A perjury charge against McNally alleges he lied under oath when he denied giving anyone a copy of the county’s Oakhill purchase offer.

The prosecution says McNally, while he was a county commissioner, faxed the county’s Oakhill offer from McNally’s law office to Ulmer and Berne on July 18, 2006.

That firm represented the Cafaro Co. in its unsuccessful civil lawsuit that sought to rescind the county’s purchase of Oakhill.

The fax and its destination is referred to in the bill of particulars the prosecution filed in the Cleveland Oakhill criminal prosecution in June.

In Wednesday’s court document, the prosecution said it has provided the defense 576 hours of recordings from two confidential sources made between 2005 and 2010 and summaries of recordings made by a third confidential source.

The material was provided in the pretrial process of evidence exchange, known as discovery.

The Oakhill case previously was indicted in Mahoning County Common Pleas Court in 2010 and dismissed the following year because the prosecution was then unable to obtain tapes from the FBI, which it was legally obligated to provide to the defense in discovery.

The Oakhill case was indicted again in Cleveland in May of this year.

The partial discovery package announced this week contains more than 100 gigabytes of evidence, Daniel Kasaris, an assistant Ohio attorney general, and Timothy J. McGinty, Cuyahoga County prosecutor, said in the court document.

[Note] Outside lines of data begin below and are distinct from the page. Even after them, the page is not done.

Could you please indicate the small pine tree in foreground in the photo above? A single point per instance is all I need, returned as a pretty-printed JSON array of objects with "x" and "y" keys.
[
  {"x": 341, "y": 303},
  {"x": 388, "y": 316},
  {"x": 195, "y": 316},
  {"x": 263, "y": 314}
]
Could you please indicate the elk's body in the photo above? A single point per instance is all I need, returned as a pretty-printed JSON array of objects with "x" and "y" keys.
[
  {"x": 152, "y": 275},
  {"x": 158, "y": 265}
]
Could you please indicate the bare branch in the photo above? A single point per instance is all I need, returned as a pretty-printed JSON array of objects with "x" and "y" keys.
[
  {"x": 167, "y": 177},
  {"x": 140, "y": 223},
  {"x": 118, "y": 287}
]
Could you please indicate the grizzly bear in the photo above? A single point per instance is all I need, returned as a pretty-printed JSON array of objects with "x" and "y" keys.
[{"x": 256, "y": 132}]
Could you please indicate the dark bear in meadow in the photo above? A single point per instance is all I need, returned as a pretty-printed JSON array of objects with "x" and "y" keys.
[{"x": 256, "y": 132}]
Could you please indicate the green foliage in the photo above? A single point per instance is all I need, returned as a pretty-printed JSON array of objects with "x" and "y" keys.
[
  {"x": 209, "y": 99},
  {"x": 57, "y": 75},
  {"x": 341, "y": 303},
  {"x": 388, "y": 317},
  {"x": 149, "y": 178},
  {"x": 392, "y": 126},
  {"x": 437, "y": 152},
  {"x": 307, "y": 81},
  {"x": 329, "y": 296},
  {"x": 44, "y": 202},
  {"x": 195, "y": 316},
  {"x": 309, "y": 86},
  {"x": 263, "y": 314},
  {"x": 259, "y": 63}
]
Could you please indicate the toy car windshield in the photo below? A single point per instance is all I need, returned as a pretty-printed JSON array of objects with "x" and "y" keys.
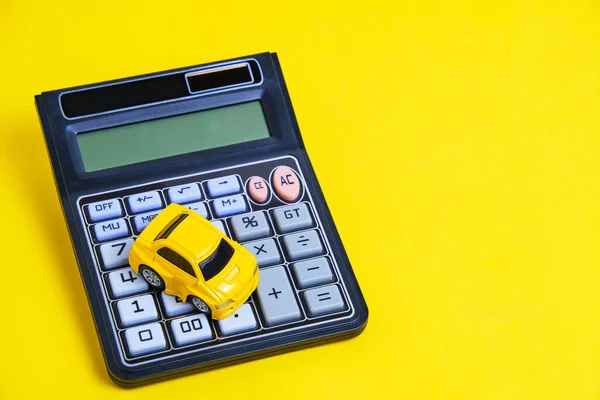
[{"x": 217, "y": 260}]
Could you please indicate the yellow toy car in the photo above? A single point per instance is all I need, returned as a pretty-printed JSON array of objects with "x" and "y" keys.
[{"x": 187, "y": 256}]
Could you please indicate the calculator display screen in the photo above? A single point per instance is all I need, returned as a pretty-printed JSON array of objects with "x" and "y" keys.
[{"x": 149, "y": 140}]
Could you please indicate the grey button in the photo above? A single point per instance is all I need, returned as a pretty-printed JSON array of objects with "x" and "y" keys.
[
  {"x": 115, "y": 254},
  {"x": 137, "y": 310},
  {"x": 145, "y": 339},
  {"x": 323, "y": 300},
  {"x": 144, "y": 202},
  {"x": 292, "y": 218},
  {"x": 124, "y": 282},
  {"x": 303, "y": 244},
  {"x": 141, "y": 221},
  {"x": 184, "y": 193},
  {"x": 224, "y": 185},
  {"x": 242, "y": 321},
  {"x": 192, "y": 329},
  {"x": 105, "y": 209},
  {"x": 112, "y": 229},
  {"x": 250, "y": 226},
  {"x": 265, "y": 251},
  {"x": 312, "y": 272},
  {"x": 276, "y": 297},
  {"x": 225, "y": 206},
  {"x": 199, "y": 207}
]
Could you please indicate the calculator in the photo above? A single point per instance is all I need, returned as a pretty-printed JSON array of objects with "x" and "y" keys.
[{"x": 222, "y": 140}]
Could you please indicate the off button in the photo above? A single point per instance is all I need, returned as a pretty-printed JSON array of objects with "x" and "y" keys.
[
  {"x": 286, "y": 184},
  {"x": 103, "y": 210}
]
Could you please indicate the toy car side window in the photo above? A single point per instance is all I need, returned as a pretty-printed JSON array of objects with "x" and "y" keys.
[{"x": 177, "y": 260}]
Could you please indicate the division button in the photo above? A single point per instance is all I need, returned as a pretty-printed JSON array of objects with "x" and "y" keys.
[
  {"x": 312, "y": 272},
  {"x": 323, "y": 300},
  {"x": 112, "y": 229},
  {"x": 125, "y": 282},
  {"x": 242, "y": 321},
  {"x": 184, "y": 193},
  {"x": 286, "y": 184},
  {"x": 146, "y": 201},
  {"x": 223, "y": 186},
  {"x": 303, "y": 244},
  {"x": 265, "y": 251},
  {"x": 199, "y": 207},
  {"x": 219, "y": 225},
  {"x": 292, "y": 218},
  {"x": 106, "y": 209},
  {"x": 230, "y": 205},
  {"x": 115, "y": 254},
  {"x": 250, "y": 226},
  {"x": 145, "y": 339},
  {"x": 258, "y": 189},
  {"x": 276, "y": 297},
  {"x": 141, "y": 221},
  {"x": 192, "y": 329},
  {"x": 137, "y": 310},
  {"x": 173, "y": 306}
]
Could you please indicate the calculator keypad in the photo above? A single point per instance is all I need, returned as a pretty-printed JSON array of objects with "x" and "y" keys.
[
  {"x": 137, "y": 310},
  {"x": 229, "y": 205},
  {"x": 112, "y": 229},
  {"x": 103, "y": 210},
  {"x": 145, "y": 339},
  {"x": 276, "y": 297},
  {"x": 125, "y": 282},
  {"x": 115, "y": 254},
  {"x": 250, "y": 226},
  {"x": 275, "y": 221},
  {"x": 242, "y": 321},
  {"x": 265, "y": 251}
]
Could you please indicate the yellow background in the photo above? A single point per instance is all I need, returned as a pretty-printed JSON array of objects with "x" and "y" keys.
[{"x": 457, "y": 145}]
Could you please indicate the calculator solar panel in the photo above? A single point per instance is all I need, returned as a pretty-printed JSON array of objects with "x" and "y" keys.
[{"x": 265, "y": 197}]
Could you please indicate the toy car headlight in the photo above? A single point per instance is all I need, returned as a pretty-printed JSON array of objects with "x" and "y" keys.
[{"x": 221, "y": 306}]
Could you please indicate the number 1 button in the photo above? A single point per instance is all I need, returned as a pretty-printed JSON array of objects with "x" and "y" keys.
[{"x": 137, "y": 310}]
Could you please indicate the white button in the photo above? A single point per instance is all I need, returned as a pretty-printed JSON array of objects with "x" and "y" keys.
[
  {"x": 174, "y": 307},
  {"x": 220, "y": 225},
  {"x": 223, "y": 186},
  {"x": 229, "y": 205},
  {"x": 112, "y": 229},
  {"x": 184, "y": 193},
  {"x": 115, "y": 254},
  {"x": 243, "y": 320},
  {"x": 137, "y": 310},
  {"x": 145, "y": 339},
  {"x": 124, "y": 282},
  {"x": 144, "y": 202},
  {"x": 192, "y": 329},
  {"x": 141, "y": 221},
  {"x": 105, "y": 209},
  {"x": 199, "y": 207}
]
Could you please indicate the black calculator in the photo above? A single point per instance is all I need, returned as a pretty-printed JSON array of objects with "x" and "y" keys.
[{"x": 221, "y": 139}]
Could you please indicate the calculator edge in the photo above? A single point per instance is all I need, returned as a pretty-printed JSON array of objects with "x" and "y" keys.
[
  {"x": 111, "y": 360},
  {"x": 128, "y": 376}
]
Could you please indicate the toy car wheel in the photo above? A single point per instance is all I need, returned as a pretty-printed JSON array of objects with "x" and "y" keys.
[
  {"x": 200, "y": 304},
  {"x": 152, "y": 277}
]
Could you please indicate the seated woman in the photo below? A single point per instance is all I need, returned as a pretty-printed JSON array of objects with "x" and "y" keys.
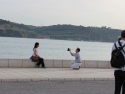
[{"x": 35, "y": 53}]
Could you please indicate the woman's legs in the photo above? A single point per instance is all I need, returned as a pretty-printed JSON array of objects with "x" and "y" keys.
[
  {"x": 41, "y": 61},
  {"x": 118, "y": 81}
]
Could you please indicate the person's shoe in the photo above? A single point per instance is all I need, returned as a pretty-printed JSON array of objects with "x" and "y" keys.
[{"x": 36, "y": 66}]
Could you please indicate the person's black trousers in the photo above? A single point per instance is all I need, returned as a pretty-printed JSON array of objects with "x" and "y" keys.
[
  {"x": 119, "y": 81},
  {"x": 41, "y": 61}
]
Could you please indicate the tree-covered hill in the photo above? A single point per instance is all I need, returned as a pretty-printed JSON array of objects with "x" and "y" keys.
[{"x": 65, "y": 32}]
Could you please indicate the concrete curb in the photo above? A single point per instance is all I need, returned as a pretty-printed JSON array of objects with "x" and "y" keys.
[{"x": 56, "y": 79}]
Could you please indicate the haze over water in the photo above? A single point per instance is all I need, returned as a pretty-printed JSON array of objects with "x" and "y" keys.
[{"x": 53, "y": 49}]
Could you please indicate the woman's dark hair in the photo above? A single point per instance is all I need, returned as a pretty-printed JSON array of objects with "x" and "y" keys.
[
  {"x": 35, "y": 46},
  {"x": 78, "y": 49}
]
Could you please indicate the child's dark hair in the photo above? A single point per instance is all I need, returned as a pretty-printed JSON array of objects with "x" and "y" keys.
[
  {"x": 35, "y": 46},
  {"x": 78, "y": 49}
]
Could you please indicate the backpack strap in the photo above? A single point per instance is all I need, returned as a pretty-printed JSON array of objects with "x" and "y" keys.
[{"x": 121, "y": 47}]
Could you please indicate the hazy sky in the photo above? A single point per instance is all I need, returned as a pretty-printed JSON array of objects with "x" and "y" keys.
[{"x": 110, "y": 13}]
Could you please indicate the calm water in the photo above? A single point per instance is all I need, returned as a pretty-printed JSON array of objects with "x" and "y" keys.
[{"x": 53, "y": 49}]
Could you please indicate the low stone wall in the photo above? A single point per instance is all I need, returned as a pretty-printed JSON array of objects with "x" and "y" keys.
[{"x": 27, "y": 63}]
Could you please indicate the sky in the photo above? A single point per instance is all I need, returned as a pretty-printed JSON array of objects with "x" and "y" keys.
[{"x": 109, "y": 13}]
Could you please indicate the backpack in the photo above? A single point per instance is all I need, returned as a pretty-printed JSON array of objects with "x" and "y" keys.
[{"x": 117, "y": 58}]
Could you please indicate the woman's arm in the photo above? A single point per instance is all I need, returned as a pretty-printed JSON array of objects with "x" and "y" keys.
[
  {"x": 35, "y": 53},
  {"x": 71, "y": 52}
]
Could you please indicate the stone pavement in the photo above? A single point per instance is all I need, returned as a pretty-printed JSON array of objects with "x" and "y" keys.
[{"x": 55, "y": 74}]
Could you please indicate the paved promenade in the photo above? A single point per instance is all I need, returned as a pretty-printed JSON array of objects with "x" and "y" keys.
[
  {"x": 55, "y": 74},
  {"x": 58, "y": 87}
]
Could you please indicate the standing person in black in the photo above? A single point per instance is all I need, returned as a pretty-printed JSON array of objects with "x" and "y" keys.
[
  {"x": 35, "y": 53},
  {"x": 119, "y": 73}
]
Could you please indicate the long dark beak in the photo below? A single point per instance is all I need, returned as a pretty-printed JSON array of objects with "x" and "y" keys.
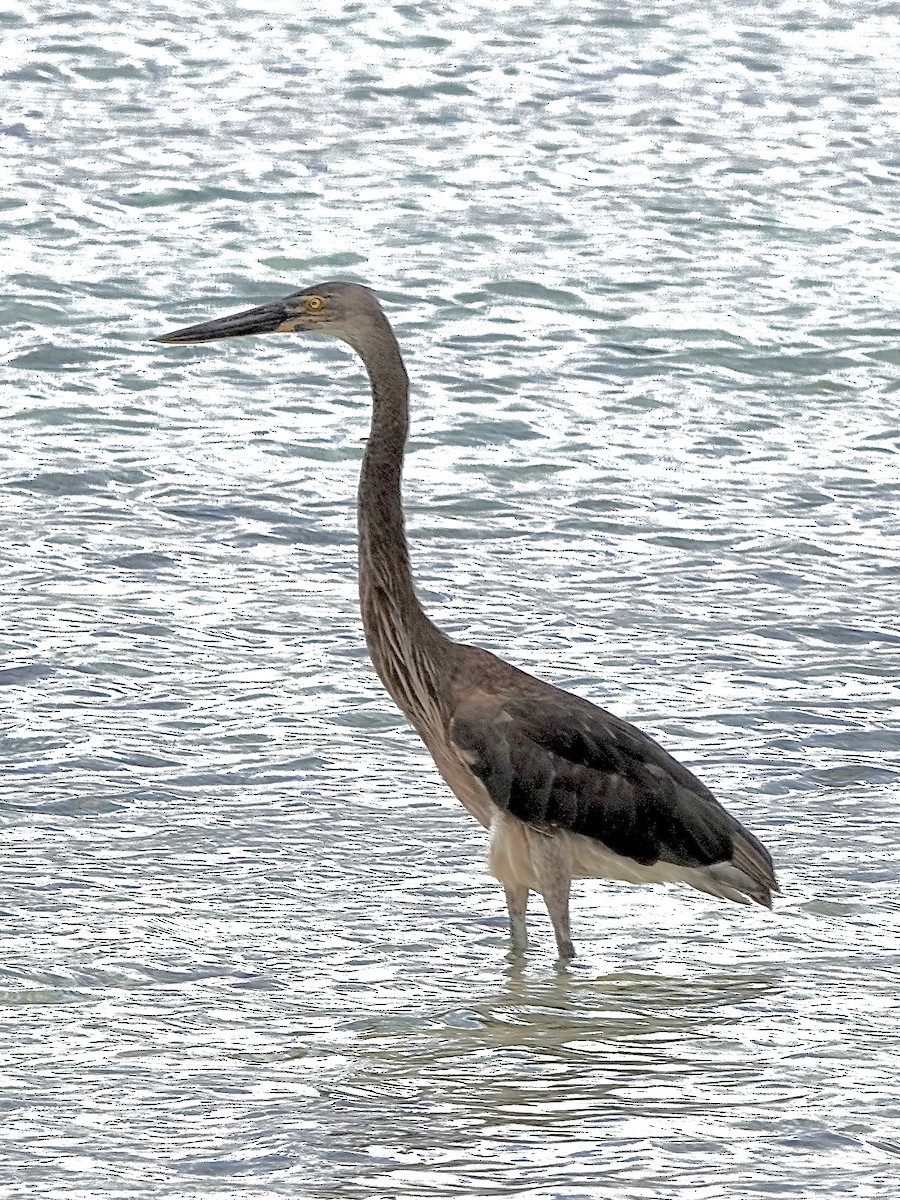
[{"x": 265, "y": 319}]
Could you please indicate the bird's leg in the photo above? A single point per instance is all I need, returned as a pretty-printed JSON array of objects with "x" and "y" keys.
[
  {"x": 516, "y": 903},
  {"x": 553, "y": 862},
  {"x": 556, "y": 897}
]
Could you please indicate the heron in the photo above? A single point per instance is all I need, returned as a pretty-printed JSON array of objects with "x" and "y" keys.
[{"x": 565, "y": 789}]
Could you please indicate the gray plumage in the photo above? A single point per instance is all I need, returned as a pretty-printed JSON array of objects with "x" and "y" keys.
[{"x": 567, "y": 789}]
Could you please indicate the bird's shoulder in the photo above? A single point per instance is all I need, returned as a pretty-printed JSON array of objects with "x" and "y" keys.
[
  {"x": 496, "y": 702},
  {"x": 556, "y": 760}
]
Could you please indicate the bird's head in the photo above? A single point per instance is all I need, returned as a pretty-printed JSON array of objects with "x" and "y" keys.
[{"x": 348, "y": 311}]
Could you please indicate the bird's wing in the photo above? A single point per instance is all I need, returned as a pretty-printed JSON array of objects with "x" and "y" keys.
[{"x": 555, "y": 760}]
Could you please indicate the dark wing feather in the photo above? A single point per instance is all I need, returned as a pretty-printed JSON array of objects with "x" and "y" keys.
[{"x": 552, "y": 759}]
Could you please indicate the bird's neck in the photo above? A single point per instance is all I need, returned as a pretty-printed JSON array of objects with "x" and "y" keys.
[{"x": 406, "y": 648}]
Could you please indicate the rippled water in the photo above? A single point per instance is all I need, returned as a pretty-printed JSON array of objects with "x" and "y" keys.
[{"x": 642, "y": 261}]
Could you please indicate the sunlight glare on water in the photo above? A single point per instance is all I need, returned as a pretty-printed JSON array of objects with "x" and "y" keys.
[{"x": 641, "y": 259}]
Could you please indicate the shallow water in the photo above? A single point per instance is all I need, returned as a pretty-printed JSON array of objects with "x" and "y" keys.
[{"x": 641, "y": 261}]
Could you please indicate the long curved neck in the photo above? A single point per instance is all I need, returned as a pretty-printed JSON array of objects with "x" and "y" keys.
[{"x": 406, "y": 648}]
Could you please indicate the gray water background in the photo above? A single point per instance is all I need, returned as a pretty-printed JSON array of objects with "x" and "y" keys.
[{"x": 642, "y": 261}]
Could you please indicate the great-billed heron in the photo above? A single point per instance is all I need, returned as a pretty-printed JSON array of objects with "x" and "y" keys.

Among the items the prosecution said it has provided to the defense are bank, bankruptcy, phone, tax, Ohio Ethics Commission, and Mahoning County Board of Elections records, reports from law enforcement and interviews with witnesses.

Also included are records provided by the Cafaro Co., Ulmer and Berne, McNally and Sciortino.

Lawyers for McNally, Sciortino and Yavorcik did not respond to a request for comment.

“There are a lot of charges [73 counts] in the indictment, and the state obviously believes there is a significant amount of evidence, and we have an obligation to provide that to the defense as part of discovery,” said Dan Tierney, a spokesman for the Ohio Attorney General’s Office.